Understanding this difference is not academic. It determines whether your testing programme satisfies regulatory expectations under Art. 24-27 or generates findings.
What Makes TLPT Different
Threat intelligence drives the scope. In a traditional penetration test, the scope is defined by the institution: "test our internet-facing applications" or "assess our network segmentation." In TLPT, the scope is driven by current threat intelligence. A threat intelligence provider analyzes the institution's threat landscape, identifies the most realistic attack scenarios based on active threat actors targeting the financial sector, and produces a Targeted Threat Intelligence Report (TTIR). The testing scenarios are derived from this intelligence, not from a generic testing checklist.
This means the tests reflect what actual adversaries would do, not what is convenient to test. Art. 3(17) defines TLPT precisely as a framework "mimicking the tactics, techniques and procedures of real-life threat actors perceived as posing a genuine cyber threat."
Testing hits live production. TLPT is conducted against live production systems and real business processes — specifically those supporting critical or important functions as defined in Art. 3(22). Not a staging environment. Not a sanitized copy. Production. This creates a tension that traditional pentesting does not face: the test must be realistic enough to validate resilience while controlled enough to avoid causing the very disruption it is testing for.

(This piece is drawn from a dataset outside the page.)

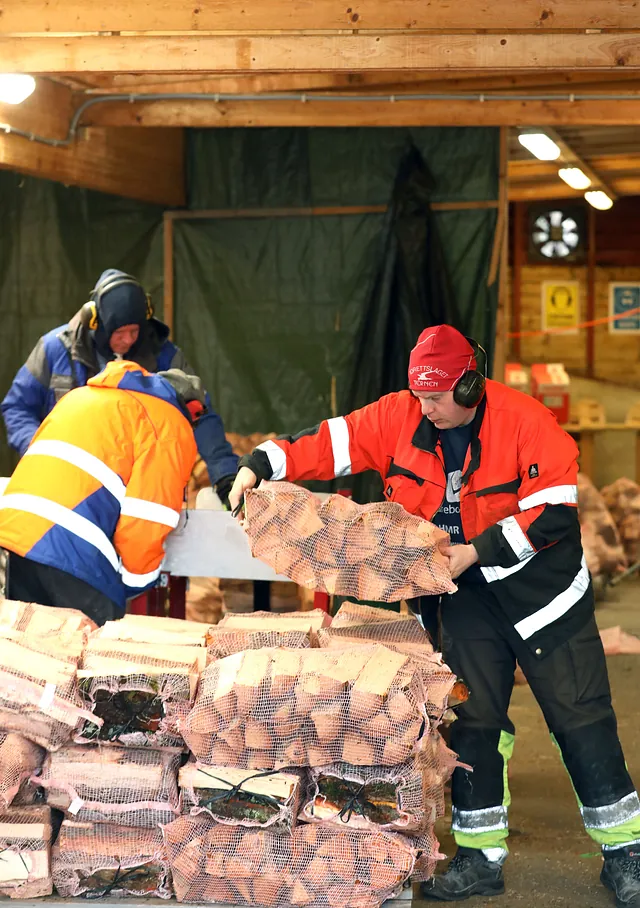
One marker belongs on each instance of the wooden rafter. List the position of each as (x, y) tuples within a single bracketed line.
[(320, 53), (170, 16)]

Managing this tension requires rigorous planning, clear escalation procedures, real-time monitoring of test activities, and kill-switch mechanisms. It also requires coordination with operational teams who may not know a test is in progress (the "white team" managing the exercise is deliberately small to maintain realism).
Three-team structure. TLPT operates with a formal three-team structure:
- White team: A small group within the institution that manages the exercise, coordinates with regulators, and has visibility into the test plan. Typically 2-4 people. Art. 26(5) requires that the white team include members with appropriate seniority.
- Red team: External threat intelligence and penetration testing providers who plan and execute the attack scenarios. They operate with the knowledge and tactics of the threat actors identified in the TTIR. Art. 26(8) establishes requirements for red team testers, including accreditation standards.
- Blue team: The institution's own security and operations teams who respond to the test as they would to a real attack. Critically, they do not know a test is underway.
This structure means the test validates not just technical controls but the human response: detection speed, escalation procedures, communication under pressure, decision-making quality. The ECB's 2024 cyber resilience stress test across 109 banks examined similar dimensions — the ability to detect, respond to, and recover from a cyber incident — and found that response and recovery capabilities are areas where most institutions need improvement, according to the ECB's July 2024 press release.
Regulatory involvement. TLPT is not a private exercise. The competent authority (or designated TLPT authority) is involved in scoping, receives progress updates, and validates the results. Art. 26(3) requires that the competent authority validate the scope and testing approach. The final Purple Team exercise, where red and blue teams share findings collaboratively, must produce a remediation plan that the authority reviews. This level of regulatory engagement transforms TLPT from a security activity into a governance activity.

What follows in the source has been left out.